Sin embargo, más allá del tamaño, lo que generó mayor impacto fue el nivel de automatización de los procesos. “Es automatizada, sin personas y en silencio, algo que es raro ver en una actividad tan gigante que mueve toneladas con una dimensión tan enorme que sucede en un silencio absoluto y sin personas”, describió.
Marrero definió esa escena como una postal del futuro productivo. “Es una especie de postal de este mundo muchísimo más tecnificado, donde el rol humano está en otros lugares que no es la tarea histórica o mucho más cerca de la actividad manual o presencial a la que estamos acostumbrados”, afirmó. “Realmente es una escena impactante”, agregó, y la vinculó directamente con el rumbo que viene recorriendo China en términos de automatización y tecnología.
Qué se trae CEDU de China y la agenda que viene
Además del aprendizaje, la misión dejó contactos concretos con empresas de tecnología, fondos de inversión, cámaras de comercio y actores políticos. “Nos trajimos un montón de contactos de mucho valor de China y también a nivel político”, afirmó Marrero. “Allá lo que se hizo fue profundizar y activar algunas conversaciones que siguen ahora”.
Al regreso, la Cámara enfrenta una agenda intensa.
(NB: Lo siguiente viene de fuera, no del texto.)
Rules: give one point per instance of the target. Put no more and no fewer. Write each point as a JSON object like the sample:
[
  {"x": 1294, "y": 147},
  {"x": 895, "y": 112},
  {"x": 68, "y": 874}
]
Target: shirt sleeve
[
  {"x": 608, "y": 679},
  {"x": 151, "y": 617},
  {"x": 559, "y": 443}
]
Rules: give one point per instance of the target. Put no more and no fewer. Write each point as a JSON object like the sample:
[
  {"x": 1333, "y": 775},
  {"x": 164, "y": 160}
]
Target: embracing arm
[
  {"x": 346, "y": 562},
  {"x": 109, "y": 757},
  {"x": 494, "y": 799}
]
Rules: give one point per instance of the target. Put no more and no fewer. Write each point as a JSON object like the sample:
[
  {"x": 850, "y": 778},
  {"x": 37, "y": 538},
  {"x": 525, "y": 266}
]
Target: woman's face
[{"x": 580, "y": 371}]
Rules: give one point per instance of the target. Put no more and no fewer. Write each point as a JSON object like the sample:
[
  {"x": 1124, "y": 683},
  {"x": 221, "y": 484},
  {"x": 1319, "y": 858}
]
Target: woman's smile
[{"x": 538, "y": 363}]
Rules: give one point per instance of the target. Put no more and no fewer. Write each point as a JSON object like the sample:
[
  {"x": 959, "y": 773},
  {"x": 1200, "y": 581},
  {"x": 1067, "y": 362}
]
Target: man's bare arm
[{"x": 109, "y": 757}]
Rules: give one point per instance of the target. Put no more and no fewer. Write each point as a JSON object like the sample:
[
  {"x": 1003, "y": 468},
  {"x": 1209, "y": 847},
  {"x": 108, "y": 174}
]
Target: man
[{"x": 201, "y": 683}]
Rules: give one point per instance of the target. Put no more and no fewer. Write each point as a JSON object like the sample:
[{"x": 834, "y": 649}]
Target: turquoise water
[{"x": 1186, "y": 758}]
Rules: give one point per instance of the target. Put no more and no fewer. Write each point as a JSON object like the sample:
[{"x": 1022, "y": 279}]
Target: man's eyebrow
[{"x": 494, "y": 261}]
Entre las principales actividades se encuentra una nueva edición del Ciberlunes, actividades de capacitación, un evento específico para visibilizar emprendimientos tecnológicos vinculados a inteligencia artificial y el fortalecimiento del vínculo con universidades y organismos públicos. “Estamos con toda esa agenda y ahora nos va a tener ocupados en los próximos meses”, señaló.
La misión a China consolidó la visión estratégica de CEDU: la economía digital como eje central del desarrollo productivo de Uruguay. Tras la experiencia, la Cámara regresa con nuevos vínculos, aprendizajes y desafíos por delante, decidida a impulsar innovación, capacitación y políticas públicas que fortalezcan la competitividad del sector y permitan que la economía digital tenga un rol protagónico en el país.